The Winnipeg sculptor, painter, and collage artist Marcel Dzama’s eclectic choices for his top ten range from avant-garde underwater shorts (Painlevé) to noir (The Third Man) to New Wave (The Fire Within) to contemporary experimental (Guy Maddin). Dzama’s work has shown at the MoMA and the Whitney in New York, and he has designed album covers for Beck and They Might Be Giants.
Image at left: Opposition and Sister Squares Reconciled (detail)
Vitaly Halberstadt, Marcel Duchamp, Marcel Dzama
Salon Edition, 2010
Watercolor, ink, and graphite on piano scroll
Two sections of scroll
Overall: 22½ x 30¼ inches
57.2 × 76.8 cm
Each: 11¼ x 15 1/8 inches
28.6 × 38.4 cm
Courtesy of the artist and David Zwirner, New York
What can I say about The Third Man that hasn’t already been said? This is the first film that made me look at movies in a new way. It made me fall in love with everything about them. You’ve got to hand it to Carol Reed for making a movie that is all about a character (Harry Lime, played by Orson Welles) who doesn’t even show up until three-quarters of the way in. The Anton Karas score remains one of the best ever for a film. I bought a zither just to learn to play Harry Lime’s theme. If I’m having a hard time getting into working, I often put The Third Man on in the background, as it always puts me in a mysterious and creative mood. The music is truly upbeat.
I saw this film in its original run, with foley artists, a live orchestra, and live narration by Crispin Glover, which was a profoundly unique cinematic experience. It is not often you see modern filmmakers experimenting with older techniques and to such great effect. Seeing it again on DVD, I found it equally incredible; its story about a fictional Guy Maddin is compelling. Guy has been a real influence on my film work, and his films just seem to get better and better. As a fellow Winnipegger, I can truly say that Canadians are very lucky to have him.

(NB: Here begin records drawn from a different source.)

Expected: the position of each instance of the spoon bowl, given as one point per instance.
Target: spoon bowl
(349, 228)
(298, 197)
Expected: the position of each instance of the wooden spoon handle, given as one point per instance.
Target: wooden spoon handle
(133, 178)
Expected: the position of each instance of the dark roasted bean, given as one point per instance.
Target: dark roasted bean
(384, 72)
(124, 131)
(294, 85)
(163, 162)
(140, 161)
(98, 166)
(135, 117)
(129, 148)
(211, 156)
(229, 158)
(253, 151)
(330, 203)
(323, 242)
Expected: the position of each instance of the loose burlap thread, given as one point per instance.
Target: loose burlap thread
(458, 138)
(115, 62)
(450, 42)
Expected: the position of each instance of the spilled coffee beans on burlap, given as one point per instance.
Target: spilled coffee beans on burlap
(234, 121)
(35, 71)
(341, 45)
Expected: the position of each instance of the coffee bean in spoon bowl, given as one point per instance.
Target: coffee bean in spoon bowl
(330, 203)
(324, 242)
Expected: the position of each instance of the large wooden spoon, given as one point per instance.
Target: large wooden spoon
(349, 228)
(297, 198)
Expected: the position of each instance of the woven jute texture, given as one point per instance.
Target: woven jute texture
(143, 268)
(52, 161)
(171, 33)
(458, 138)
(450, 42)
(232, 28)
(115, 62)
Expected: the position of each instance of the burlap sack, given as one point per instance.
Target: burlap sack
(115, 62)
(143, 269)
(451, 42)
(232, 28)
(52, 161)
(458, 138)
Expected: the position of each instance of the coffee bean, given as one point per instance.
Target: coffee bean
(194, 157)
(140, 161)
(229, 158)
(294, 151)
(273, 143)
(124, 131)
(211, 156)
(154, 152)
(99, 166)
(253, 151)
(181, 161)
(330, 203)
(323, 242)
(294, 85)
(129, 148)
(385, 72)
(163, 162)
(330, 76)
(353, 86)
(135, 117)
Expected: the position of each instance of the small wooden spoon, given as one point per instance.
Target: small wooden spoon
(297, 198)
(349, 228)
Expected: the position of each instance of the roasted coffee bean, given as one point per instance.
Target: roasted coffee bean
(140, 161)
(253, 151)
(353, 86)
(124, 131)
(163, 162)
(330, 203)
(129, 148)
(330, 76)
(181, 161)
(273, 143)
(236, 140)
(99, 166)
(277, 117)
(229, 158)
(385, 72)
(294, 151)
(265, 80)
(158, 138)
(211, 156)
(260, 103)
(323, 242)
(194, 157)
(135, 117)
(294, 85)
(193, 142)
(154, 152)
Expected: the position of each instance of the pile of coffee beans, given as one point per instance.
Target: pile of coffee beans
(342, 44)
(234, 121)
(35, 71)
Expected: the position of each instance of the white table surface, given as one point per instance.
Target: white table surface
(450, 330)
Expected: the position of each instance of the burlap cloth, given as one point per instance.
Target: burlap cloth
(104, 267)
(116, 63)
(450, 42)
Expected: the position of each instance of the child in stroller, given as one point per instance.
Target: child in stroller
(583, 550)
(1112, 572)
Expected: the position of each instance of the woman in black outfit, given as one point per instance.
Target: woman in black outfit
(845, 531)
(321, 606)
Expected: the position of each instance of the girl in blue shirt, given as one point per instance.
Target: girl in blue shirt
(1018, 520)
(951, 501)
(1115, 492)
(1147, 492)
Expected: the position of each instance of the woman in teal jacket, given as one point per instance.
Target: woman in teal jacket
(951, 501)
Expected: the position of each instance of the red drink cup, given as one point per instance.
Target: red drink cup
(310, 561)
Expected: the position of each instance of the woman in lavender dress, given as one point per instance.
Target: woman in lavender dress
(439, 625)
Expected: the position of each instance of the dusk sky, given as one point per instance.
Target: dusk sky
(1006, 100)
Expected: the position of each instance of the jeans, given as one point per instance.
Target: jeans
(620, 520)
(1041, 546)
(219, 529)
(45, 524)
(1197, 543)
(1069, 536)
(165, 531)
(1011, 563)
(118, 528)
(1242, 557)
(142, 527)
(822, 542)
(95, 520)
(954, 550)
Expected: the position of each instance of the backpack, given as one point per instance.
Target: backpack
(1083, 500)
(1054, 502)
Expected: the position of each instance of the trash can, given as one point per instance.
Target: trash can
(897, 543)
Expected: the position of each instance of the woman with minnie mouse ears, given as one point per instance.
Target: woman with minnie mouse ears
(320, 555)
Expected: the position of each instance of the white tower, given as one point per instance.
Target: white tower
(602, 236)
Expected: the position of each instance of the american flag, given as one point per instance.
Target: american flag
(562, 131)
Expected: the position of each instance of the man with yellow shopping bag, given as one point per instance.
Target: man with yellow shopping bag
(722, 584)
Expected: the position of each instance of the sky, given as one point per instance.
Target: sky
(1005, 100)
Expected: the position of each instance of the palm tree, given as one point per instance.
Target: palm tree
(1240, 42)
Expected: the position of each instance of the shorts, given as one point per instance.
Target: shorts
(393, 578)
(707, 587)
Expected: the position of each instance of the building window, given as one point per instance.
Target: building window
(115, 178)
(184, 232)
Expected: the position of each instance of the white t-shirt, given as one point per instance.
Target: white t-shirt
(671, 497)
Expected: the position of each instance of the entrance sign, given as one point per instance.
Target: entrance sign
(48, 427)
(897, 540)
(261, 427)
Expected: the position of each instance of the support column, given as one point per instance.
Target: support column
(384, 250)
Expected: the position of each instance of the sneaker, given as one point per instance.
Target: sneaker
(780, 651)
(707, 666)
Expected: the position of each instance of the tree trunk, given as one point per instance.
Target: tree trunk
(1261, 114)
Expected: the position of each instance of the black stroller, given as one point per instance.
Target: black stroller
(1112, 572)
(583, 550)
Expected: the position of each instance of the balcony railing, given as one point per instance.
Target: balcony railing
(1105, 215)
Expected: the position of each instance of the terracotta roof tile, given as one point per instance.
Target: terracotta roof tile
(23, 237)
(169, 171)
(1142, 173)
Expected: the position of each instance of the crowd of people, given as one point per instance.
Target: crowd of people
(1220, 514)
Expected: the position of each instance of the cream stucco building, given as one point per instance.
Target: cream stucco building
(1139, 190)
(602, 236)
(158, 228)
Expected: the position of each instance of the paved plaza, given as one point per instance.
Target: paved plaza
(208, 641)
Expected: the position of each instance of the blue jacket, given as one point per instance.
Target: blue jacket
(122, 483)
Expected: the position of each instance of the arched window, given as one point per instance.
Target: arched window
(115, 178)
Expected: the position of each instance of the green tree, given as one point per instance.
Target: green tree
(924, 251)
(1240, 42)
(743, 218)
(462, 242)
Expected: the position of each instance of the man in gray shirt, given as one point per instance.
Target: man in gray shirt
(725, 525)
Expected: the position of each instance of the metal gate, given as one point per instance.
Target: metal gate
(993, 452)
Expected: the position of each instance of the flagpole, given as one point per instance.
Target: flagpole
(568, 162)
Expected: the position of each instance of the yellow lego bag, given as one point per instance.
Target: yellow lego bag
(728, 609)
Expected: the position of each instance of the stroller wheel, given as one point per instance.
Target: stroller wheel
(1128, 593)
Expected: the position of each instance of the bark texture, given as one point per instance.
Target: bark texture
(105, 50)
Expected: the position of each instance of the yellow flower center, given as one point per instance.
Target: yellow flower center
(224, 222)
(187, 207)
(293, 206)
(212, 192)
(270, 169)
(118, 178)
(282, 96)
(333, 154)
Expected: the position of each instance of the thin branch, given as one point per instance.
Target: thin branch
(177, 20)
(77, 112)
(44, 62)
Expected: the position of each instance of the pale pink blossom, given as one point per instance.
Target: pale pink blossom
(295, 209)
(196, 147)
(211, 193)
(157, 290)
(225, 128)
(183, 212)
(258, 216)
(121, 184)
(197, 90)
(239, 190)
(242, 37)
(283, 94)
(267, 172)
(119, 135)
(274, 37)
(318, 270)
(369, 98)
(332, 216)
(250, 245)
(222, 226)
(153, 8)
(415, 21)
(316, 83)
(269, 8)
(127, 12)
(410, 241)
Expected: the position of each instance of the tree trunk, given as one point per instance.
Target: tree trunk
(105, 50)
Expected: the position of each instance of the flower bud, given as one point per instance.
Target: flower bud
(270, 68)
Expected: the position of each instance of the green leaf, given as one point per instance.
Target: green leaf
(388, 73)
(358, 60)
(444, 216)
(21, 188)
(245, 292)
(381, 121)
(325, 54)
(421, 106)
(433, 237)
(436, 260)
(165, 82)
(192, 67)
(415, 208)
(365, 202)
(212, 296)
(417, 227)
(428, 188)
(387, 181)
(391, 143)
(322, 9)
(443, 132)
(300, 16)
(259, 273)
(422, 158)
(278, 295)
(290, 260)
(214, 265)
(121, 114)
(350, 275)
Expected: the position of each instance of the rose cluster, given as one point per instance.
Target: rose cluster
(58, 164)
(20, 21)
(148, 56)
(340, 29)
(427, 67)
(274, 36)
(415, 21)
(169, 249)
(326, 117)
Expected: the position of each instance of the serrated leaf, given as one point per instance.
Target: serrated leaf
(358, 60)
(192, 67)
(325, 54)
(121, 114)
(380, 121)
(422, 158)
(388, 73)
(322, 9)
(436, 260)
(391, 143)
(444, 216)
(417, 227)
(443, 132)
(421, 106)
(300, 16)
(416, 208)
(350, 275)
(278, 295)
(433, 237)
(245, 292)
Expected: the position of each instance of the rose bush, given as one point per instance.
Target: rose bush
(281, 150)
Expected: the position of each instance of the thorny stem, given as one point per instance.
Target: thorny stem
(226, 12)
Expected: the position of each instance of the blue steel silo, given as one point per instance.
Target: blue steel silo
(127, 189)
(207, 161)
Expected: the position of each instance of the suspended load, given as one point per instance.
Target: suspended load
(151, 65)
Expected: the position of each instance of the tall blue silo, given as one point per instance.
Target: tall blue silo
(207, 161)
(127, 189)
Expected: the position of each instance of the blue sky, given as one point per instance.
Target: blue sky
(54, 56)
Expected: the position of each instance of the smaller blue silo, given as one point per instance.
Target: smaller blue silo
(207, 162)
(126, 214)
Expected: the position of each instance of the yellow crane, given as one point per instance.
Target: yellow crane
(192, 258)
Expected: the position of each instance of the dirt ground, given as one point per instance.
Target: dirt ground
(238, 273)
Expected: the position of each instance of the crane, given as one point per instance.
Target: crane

It was a struggle for me to choose just one Louis Malle film, so I chose two to count as one. This one is particularly exceptional, thanks in part to the amazing performance by Maurice Ronet. Pushed by Malle to lose forty pounds, Ronet gave a hard, hopeless portrayal of a despondent and suicidal man saying good-bye to his disdainful and shallow youth. Though he originally shot the film in color, Malle switched to black and white to more accurately depict the subject matter. Listening to the commentary, I learned that Malle used this film as a sort of exorcism for himself, feeling that he had already done everything at such a young age. Deeply personal, it was his favorite of his own films.
The other Louis Malle I chose, my favorite of his and the first one I saw. I was lucky enough to take a class on Malle in university, and so I was exposed to this great filmmaker at a young age. This is by far the best coming-of-age story I have ever seen. The incestuous mother/son relationship is surprisingly underplayed and comical. In a scenario that would otherwise be shocking, Malle doesn’t judge his characters, he just tells their story. Also notable is the beautiful Dizzy Gillespie and Charlie Parker soundtrack. A wonderful, rare movie.
Another coming-of-age story, this one is about a young boy sent to live with relatives in the countryside when his mother is unable to take care of him anymore after falling ill with TB. The boy, Ingemar, barks like a dog to avoid difficult situations. He is too young to face his predicament and very sweetly navigates his way through an eccentric cast of characters in a small Swedish town. A really loving and heartwarming tale with an amazing performance by a young Anton Glanzelius.
Buñuel brilliantly satirizes the bourgeoisie in this disturbing yet hilarious film, which feels completely timeless.
The fifteen-minute ballet sequence is so unforgettable. The cinematography is rich in a painterly, reddish-hued Technicolor. I resisted seeing this movie for years, thinking I wouldn’t be into it, but ended up completely absorbed and fascinated. Now I’ve seen it many times and still can’t get over how amazing it is. The ballerina played by Moira Shearer is torn between two men, and strangely, it’s the villain who I find myself rooting for.
The best music documentary ever made, period. It is history on film chronicling the end of the sixties. Watch it all fall apart before your eyes.
In my drawings, I’ve been basing characters on Peter Lorre ever since seeing M. There is something so intriguing about a pathetic character. And no one has ever been this villainous and pitiful. He is one of my all-time favorite screen characters. I still get alarmed if I hear someone whistling “In the Hall of the Mountain King.”
Jean Painlevé’s twenty-three shorts feel like they are from another planet. They are beautifully dreamlike; I watch them anytime I need inspiration.
A real classic, perfectly executed by Ernst Lubitsch. Don Ameche gives a winning performance as a man trying to get permission to enter the gates of hell. Laird Cregar’s Satan is lovable and makes eternal damnation seem not such a bad fate. I can appreciate an imaginative, feel-good film about Satan.